On paper, this had everything it needed to be a breezy time carried by its gorgeous art design, smooth skating mechanics and a fairly contained and manageable scope. It can be fun to quickly go from place to place and play around with gravity whenever it comes up, but it's held back by unnecessary creative decisions. The annoying/confused voice direction doesn't keep much interest over a played-out narrative, and the general lack of variety/mood escalation really drag it down.

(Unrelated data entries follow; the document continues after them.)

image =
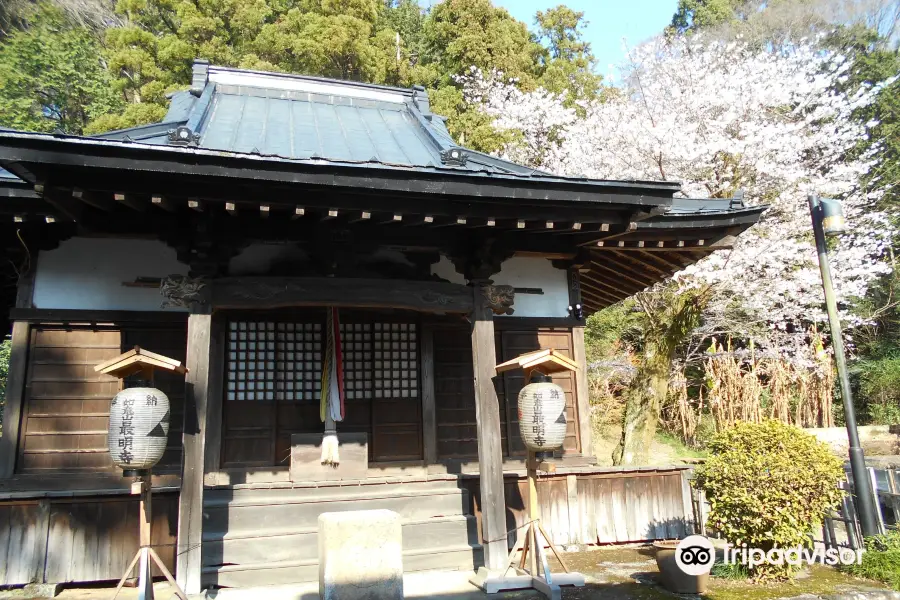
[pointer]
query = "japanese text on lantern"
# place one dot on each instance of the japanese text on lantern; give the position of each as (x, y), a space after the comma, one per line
(126, 430)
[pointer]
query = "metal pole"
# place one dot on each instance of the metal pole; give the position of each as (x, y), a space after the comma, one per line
(862, 489)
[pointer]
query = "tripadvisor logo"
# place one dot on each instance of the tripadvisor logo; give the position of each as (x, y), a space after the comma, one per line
(695, 555)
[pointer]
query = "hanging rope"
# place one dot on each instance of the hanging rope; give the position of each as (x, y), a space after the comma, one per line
(331, 405)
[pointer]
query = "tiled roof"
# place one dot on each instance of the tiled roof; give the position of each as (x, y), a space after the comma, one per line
(307, 118)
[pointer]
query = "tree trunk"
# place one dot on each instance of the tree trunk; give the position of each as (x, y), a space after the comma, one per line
(643, 403)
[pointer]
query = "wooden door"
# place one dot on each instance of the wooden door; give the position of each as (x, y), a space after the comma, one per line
(273, 388)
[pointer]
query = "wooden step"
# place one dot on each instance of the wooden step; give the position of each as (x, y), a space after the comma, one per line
(266, 512)
(461, 558)
(280, 491)
(259, 546)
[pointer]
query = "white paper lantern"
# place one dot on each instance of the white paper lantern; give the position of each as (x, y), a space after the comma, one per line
(138, 428)
(542, 414)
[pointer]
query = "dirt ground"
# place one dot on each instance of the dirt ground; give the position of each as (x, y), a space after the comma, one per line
(610, 574)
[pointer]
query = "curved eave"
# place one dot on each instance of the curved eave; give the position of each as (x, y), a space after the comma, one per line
(622, 265)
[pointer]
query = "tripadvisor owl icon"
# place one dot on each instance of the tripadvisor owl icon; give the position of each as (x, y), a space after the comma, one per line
(695, 555)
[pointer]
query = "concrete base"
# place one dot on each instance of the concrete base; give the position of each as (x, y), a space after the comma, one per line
(493, 582)
(360, 555)
(42, 590)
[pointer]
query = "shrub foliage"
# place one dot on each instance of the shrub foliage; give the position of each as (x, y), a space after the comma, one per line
(881, 559)
(767, 485)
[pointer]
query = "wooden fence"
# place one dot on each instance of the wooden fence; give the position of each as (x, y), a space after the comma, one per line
(59, 540)
(601, 506)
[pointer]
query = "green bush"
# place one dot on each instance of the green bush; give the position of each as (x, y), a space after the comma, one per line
(879, 387)
(881, 560)
(767, 485)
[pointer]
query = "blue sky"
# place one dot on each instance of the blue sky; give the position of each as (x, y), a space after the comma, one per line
(608, 22)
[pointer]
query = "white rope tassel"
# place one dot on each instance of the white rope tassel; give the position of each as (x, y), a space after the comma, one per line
(330, 454)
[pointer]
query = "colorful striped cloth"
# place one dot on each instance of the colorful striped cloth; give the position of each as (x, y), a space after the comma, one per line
(332, 399)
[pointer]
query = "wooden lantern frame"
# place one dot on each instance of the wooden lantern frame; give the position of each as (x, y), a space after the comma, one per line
(529, 540)
(139, 360)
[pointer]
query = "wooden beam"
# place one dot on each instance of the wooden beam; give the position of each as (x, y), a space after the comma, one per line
(582, 395)
(15, 398)
(92, 199)
(214, 408)
(429, 410)
(130, 201)
(487, 417)
(65, 205)
(599, 299)
(489, 222)
(589, 290)
(190, 504)
(449, 221)
(282, 292)
(628, 276)
(615, 287)
(672, 259)
(624, 264)
(623, 259)
(163, 202)
(363, 217)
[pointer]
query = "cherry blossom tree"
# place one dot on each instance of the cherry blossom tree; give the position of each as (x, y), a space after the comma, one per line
(721, 117)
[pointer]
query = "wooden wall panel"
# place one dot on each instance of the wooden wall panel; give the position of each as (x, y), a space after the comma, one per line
(79, 540)
(169, 341)
(67, 402)
(453, 393)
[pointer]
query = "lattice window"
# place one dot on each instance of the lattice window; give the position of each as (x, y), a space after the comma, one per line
(269, 361)
(356, 344)
(283, 361)
(394, 354)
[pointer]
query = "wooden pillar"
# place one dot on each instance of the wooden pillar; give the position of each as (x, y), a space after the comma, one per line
(15, 397)
(487, 415)
(16, 379)
(200, 348)
(429, 410)
(582, 394)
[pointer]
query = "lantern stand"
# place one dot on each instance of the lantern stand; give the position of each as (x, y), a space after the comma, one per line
(537, 368)
(142, 365)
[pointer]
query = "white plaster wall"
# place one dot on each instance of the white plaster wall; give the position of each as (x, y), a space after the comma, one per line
(524, 272)
(87, 273)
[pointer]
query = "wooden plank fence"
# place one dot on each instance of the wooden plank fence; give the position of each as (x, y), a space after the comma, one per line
(601, 507)
(60, 540)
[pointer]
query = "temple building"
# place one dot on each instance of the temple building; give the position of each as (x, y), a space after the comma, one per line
(221, 237)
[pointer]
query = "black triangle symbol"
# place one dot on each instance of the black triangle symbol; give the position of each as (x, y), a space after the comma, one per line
(158, 431)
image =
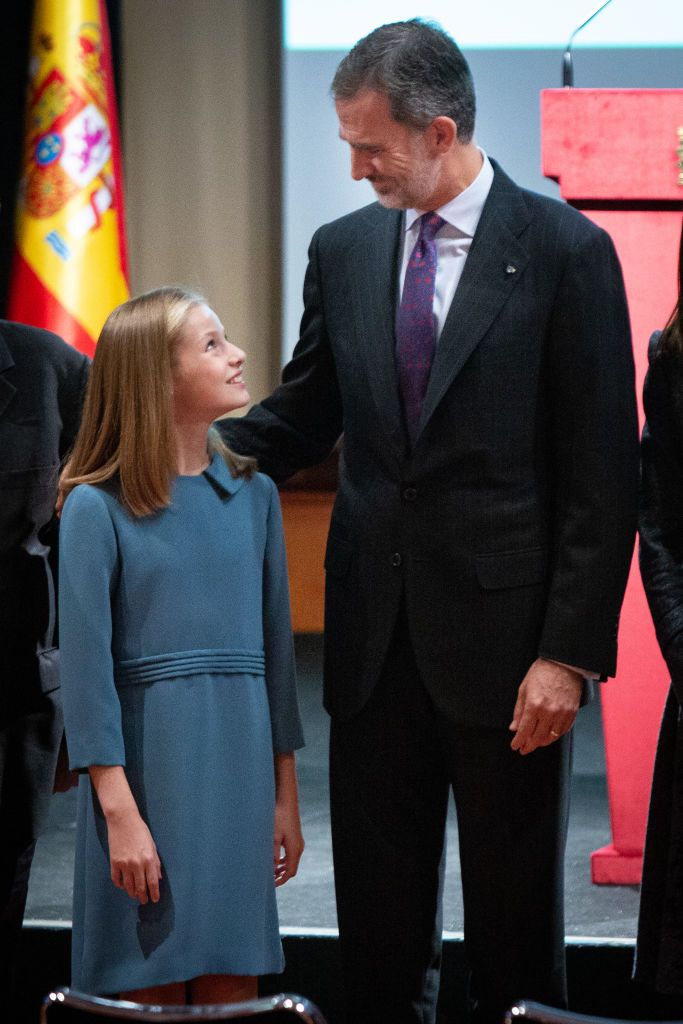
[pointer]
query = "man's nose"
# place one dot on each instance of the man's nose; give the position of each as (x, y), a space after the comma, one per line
(360, 165)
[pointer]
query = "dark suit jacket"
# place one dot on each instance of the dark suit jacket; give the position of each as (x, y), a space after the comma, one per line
(659, 950)
(42, 382)
(509, 527)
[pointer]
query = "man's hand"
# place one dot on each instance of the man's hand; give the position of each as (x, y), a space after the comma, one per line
(547, 706)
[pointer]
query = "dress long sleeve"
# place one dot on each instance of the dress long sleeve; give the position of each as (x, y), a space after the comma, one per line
(88, 558)
(280, 667)
(662, 507)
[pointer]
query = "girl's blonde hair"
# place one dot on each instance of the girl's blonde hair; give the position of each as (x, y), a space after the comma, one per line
(126, 432)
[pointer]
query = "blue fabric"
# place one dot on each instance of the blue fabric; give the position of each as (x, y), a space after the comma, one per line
(177, 663)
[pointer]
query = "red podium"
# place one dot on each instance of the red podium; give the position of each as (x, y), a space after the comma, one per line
(617, 156)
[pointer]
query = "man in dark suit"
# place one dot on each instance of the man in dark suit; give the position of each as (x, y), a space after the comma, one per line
(42, 382)
(470, 340)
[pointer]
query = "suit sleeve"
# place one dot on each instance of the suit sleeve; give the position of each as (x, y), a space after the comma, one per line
(300, 423)
(88, 562)
(279, 643)
(593, 439)
(72, 395)
(659, 513)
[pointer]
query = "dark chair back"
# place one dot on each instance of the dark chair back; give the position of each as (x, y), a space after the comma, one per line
(537, 1013)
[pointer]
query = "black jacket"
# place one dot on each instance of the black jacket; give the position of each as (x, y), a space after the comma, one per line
(509, 527)
(659, 949)
(42, 382)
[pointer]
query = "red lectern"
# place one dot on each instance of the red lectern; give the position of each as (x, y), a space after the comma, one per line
(617, 156)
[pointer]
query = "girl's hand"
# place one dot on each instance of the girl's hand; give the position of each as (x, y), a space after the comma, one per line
(289, 842)
(135, 863)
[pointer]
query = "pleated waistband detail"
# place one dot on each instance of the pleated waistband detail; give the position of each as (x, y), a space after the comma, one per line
(188, 663)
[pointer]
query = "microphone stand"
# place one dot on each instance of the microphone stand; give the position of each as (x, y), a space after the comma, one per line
(567, 64)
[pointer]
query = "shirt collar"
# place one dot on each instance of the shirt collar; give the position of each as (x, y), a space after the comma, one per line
(219, 475)
(464, 210)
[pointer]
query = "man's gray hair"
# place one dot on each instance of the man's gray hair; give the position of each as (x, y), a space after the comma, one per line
(420, 70)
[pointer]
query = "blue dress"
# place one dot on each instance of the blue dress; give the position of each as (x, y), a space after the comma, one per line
(177, 663)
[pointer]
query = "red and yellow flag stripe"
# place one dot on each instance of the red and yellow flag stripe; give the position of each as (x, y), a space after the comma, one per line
(70, 263)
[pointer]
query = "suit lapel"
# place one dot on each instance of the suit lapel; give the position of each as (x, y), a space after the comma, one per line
(494, 267)
(374, 292)
(7, 390)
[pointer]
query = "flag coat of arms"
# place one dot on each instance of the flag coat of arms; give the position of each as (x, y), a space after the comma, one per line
(70, 261)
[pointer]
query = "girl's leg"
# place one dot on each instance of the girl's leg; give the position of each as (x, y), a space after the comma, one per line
(172, 994)
(222, 988)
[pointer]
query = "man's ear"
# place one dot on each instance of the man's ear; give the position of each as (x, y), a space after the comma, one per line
(441, 133)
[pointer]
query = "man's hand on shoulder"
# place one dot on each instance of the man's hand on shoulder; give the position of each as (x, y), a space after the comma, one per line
(547, 704)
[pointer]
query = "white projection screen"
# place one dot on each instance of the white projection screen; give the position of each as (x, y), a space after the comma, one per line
(514, 50)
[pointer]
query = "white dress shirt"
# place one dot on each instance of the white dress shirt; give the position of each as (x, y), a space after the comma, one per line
(453, 245)
(453, 241)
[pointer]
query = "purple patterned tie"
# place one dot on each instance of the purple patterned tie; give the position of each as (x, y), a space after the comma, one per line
(416, 328)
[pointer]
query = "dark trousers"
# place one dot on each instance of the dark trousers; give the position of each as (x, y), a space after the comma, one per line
(29, 744)
(392, 768)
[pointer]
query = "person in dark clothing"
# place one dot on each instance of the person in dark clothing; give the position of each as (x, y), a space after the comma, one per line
(659, 946)
(470, 340)
(42, 384)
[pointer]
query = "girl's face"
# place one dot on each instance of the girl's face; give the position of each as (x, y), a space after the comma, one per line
(207, 370)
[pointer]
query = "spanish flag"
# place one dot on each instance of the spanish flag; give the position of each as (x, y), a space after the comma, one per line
(70, 263)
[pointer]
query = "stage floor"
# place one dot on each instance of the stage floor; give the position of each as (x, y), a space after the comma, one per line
(307, 903)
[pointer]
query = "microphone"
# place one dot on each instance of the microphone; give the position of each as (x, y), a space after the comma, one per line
(567, 61)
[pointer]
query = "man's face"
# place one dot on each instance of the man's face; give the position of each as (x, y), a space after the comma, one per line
(392, 157)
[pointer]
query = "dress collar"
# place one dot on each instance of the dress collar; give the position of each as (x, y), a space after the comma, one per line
(219, 475)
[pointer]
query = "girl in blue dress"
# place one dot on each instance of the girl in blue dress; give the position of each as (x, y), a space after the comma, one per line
(177, 670)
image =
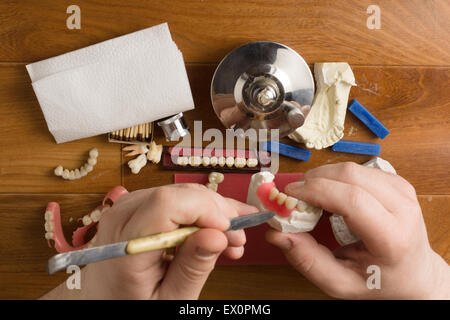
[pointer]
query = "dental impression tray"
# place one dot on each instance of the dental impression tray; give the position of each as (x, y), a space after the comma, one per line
(262, 85)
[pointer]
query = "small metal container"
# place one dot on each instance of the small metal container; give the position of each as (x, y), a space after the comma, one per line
(262, 85)
(174, 127)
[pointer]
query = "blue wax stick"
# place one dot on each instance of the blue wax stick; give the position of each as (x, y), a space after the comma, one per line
(368, 119)
(286, 150)
(357, 147)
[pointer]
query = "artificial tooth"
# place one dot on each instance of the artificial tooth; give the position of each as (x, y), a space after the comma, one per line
(221, 161)
(48, 226)
(240, 162)
(212, 186)
(281, 198)
(182, 161)
(216, 177)
(49, 235)
(252, 162)
(83, 171)
(87, 220)
(95, 215)
(229, 162)
(48, 215)
(65, 174)
(155, 152)
(92, 161)
(93, 153)
(273, 193)
(206, 161)
(290, 203)
(59, 170)
(301, 206)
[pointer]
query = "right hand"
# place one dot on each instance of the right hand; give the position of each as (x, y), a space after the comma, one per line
(383, 210)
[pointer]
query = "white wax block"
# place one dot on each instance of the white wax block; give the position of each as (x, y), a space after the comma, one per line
(143, 81)
(149, 40)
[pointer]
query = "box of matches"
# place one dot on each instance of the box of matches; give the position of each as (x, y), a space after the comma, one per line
(220, 160)
(142, 133)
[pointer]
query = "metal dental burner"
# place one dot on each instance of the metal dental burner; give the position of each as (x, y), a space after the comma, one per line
(263, 85)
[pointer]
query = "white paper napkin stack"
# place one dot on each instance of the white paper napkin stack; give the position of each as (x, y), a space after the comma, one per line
(115, 84)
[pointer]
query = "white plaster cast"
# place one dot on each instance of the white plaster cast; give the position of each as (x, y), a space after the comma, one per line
(303, 219)
(342, 233)
(324, 125)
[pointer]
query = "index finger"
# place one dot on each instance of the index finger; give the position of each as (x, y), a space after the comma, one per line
(363, 214)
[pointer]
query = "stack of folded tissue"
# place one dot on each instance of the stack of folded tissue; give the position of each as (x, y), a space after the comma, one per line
(115, 84)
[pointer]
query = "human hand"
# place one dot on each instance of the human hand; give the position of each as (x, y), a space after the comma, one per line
(154, 274)
(382, 209)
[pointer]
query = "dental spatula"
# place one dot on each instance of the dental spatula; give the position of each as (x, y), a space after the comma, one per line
(153, 242)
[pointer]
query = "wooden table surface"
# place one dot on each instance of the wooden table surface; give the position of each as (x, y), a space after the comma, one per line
(402, 72)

There's slight variety as far as the size and shape of the not-Colossi at the end of each zone, but the approach and method in fighting them never changes between hitting the little needles on their backs. It's great for conveying the scope in conjunction with the art design, but only does so much to remain interesting when repeated six times. The music also fails to convey a distinct mood for each one; the game's soundtrack is pretty soothing synthwave for a lot of it that fits the vibe and gets slightly more intense at a boss but lacks emotional tone to make any key moments stand out. The game even denies you the satisfaction of toppling a boss by instantly blasting you into the mind dimension every time one is defeated. Doing this wouldn't interfere with the theoretically somber tone, as Shadow of the Colossus forced you to see the weight of your final strike as each beast fell; Solar Ash feels like it just wants to move on.

There are some good ideas I'd hope to see Sonic pick up in the future, a particularly good one being using the colored plants to open doors and rail-lines before time runs out or managing the platforms around radiation pools to avoid dying from too much exposure, but even with its pretty environments there's not much to break up the gameplay formula being repeated six and a half times over.

Lastly there's the storytelling. For some reason even though the art direction would suggest the world's design itself can carry the narrative like the Ori duology, there's pretty constant chatter from the main character Rei, who is directed to sound angrier and more resigned than desperate as the narrative wants her to seem. Her relation to Cyd was adequately done if a bit detached, but the side characters you run into or hear logs from feel like they were from a different game entirely. There's a quirky, almost cartoony way of speaking that feels at odds with this game stylistically in a way that seems uncanny. Characters like the captain and his various crews with their acting wouldn't be out of place in a kids network comedy show.

I was thinking of ways to convey a lot of the game's story ideas and other indie games already showed me better ways of accomplishing each element of its narrative delivery. If the game was more like Furi, where your protagonist's only verb of communication was their core gameplay (in that case, combat, in this case, moving) in contrast with everyone around them, that would've conveyed a more thorough emotional tone. I dogged on Neon White for its writing, but it was at least wholly separated from its slick game feel and did actually convey interesting storytelling through character-based stages while Rei's unnecessary chirping is in conjunction with playing. There are also audio logs, which felt much more interesting in a game like Outer Wilds because they were slowly unraveling a vast mystery with a lot of turns which worked alongside what the main character was doing in slowly exploring a galaxy. Here, on top of the tonal issue you can't even listen to them while running despite them being baked into the world, which feels like an oversight for the focus on constant flow.

Solar Ash had plenty of potential to convey a strong feeling and a generally swift game feel that carries it through its brief runtime, but it just came off as distracting and at odds with itself. I wish it embraced its strong stylistic elements and speed more than it does.